Keynote Address at LPA Awards Banquet --2010

I was nervous when Kathy Martinez, Assistant Secretary at the Office of Disability Employment Policy at the Department of Labor, took the podium for the keynote address at the 2010 LPA Awards Banquet. I hate to underestimate the crowd, but in my experience, I don't remember there ever being a keynote address at an awards banquet. Usually, the program included the relatively quick presentation of scholarships and service awards, then it was on to the dance. My trepidation had to do with the fact that a keynote address would add more time to the program and with the potential content of Martinez' address. I figured she would talk about the larger disability community and LPA's role within it -- an important topic but on the whole but I think LPA is still working toward embracing the identity of disability.

Secretary Martinez quickly calmed my fears. She stepped up to the microphone and roared out a "hello LPA!" with a delivery that reminded me of Robin Williams in Good Morning Vietnam. After securing the crowd's attention, she tried for the admiration of the crowd by recognizing LPA's reputation as the best party organization within the disability community. She added that LPA also was earning a reputation for using the media and popular culture to shape positive images and messages about dwarfism specifically and disability in general. Though credit is due more to the individuals behind the camera in shows like "Little People, Big World," and "The Little Chocolatiers," she acknowledged LPA for using reality television to promote positive messages.
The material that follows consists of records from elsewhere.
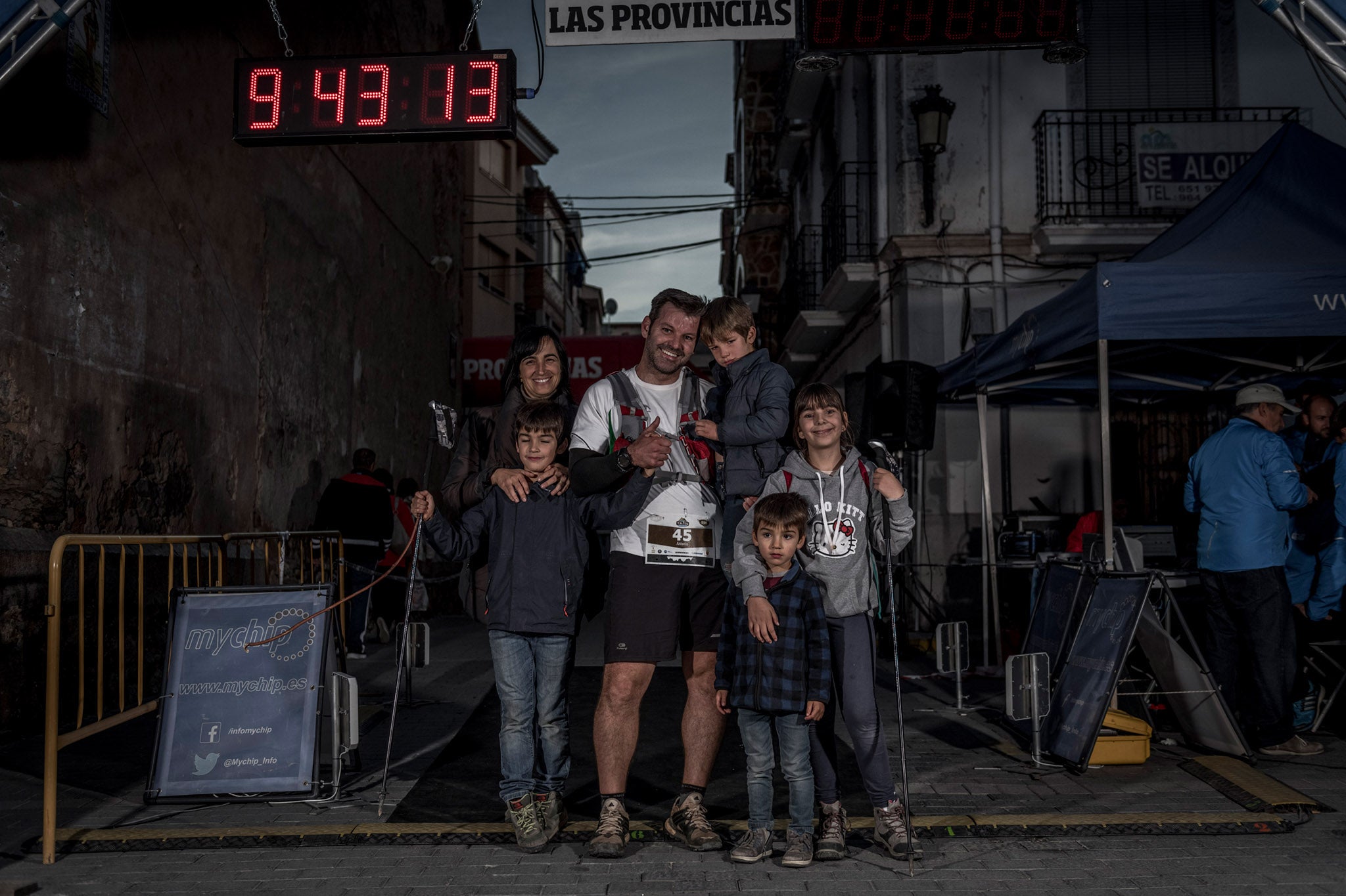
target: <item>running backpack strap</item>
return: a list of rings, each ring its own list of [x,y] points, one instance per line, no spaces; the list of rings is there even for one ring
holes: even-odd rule
[[[701,439],[685,435],[685,427],[689,423],[695,424],[701,419],[704,412],[705,408],[701,406],[701,380],[690,369],[684,368],[682,387],[678,390],[677,396],[678,420],[673,430],[677,433],[677,439],[686,449],[692,465],[696,467],[697,480],[711,482],[715,478],[715,453]]]
[[[611,453],[639,438],[645,429],[645,408],[625,371],[608,373],[603,379],[612,387],[612,400],[616,402],[618,412],[616,430],[612,431],[611,411],[608,411],[608,451]]]

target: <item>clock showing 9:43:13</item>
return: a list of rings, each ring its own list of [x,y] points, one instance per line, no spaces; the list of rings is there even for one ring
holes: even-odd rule
[[[514,126],[509,50],[234,63],[245,146],[510,138]]]
[[[808,50],[954,52],[1073,40],[1078,0],[812,0]]]

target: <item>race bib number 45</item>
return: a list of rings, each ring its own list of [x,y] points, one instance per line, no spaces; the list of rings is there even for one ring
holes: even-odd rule
[[[715,529],[709,519],[678,517],[669,520],[653,519],[645,528],[645,562],[664,566],[716,564]]]

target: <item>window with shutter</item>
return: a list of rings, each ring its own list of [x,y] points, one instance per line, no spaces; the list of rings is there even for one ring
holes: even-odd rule
[[[1210,0],[1104,0],[1085,8],[1089,109],[1215,105]]]

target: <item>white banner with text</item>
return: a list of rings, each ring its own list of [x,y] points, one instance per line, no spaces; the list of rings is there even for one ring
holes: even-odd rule
[[[793,40],[795,0],[548,3],[546,46]]]

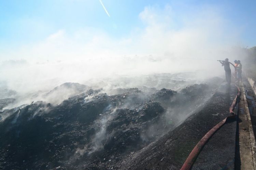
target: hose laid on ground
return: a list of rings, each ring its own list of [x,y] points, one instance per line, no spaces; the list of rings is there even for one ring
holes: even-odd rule
[[[234,108],[236,105],[237,103],[237,102],[238,101],[238,99],[239,98],[241,95],[241,90],[240,89],[240,88],[237,86],[236,85],[236,86],[237,87],[238,92],[237,95],[237,96],[234,99],[234,100],[232,103],[232,104],[229,108],[229,113],[232,114],[232,115],[228,116],[219,123],[215,125],[215,126],[211,130],[207,132],[207,133],[206,134],[205,134],[205,135],[201,139],[200,141],[197,143],[197,145],[196,145],[196,146],[195,147],[194,149],[193,149],[193,150],[191,151],[189,155],[188,155],[188,157],[187,157],[186,161],[185,161],[184,164],[182,166],[182,167],[181,167],[181,170],[188,170],[190,169],[192,166],[195,161],[197,157],[199,154],[200,151],[204,146],[206,141],[208,140],[210,138],[211,138],[213,134],[218,129],[227,122],[227,120],[233,118],[236,116],[236,115],[234,113],[233,110],[234,109]]]

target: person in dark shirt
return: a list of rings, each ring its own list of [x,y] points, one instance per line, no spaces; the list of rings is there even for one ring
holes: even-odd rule
[[[219,61],[222,66],[224,66],[224,70],[226,73],[226,80],[228,82],[228,85],[230,85],[231,83],[231,69],[229,66],[230,63],[228,58],[226,58],[225,61]]]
Throughout her speech, Martinez shared anecdotes about her experiences at conferences for the blind community. Poking fun at her own community, Martinez explained that "On the first day of a blind convention. You recognize voices from across the room of friends you haven't seen for a year. You are so excited to reunite with your friends, you room across the room to say hello, knocking over buffet tables and innocent bystanders along the way." Martinez told the story much better, and much funnier. As she shared the anecdotes, I thought about how important it is for people with disabilities to tell stories in their own voice, and how different the story may have been coming from Fred Armison (aka Governor Patterson of New York) on Saturday Night Live.

Martinez ended her keynote with a call to action, challenging LPA to take shaping positive images a step further. "You've been able to work in front of the camera," she said. "Now it's time to take it behind the camera." She said the LPA has taken the opportunity to appear on television in roles and situations created for us. But now it's time to create our own opportunity and our own roles. As she challenged the audience, I thought about how many times a year I receive emails from producers looking for individuals to cast in the next reality show that happens to include little people. Looking forward, instead of waiting for the next email about the next "great idea" for a reality show, LPA and the dwarfism community needs to come up with our own ideas.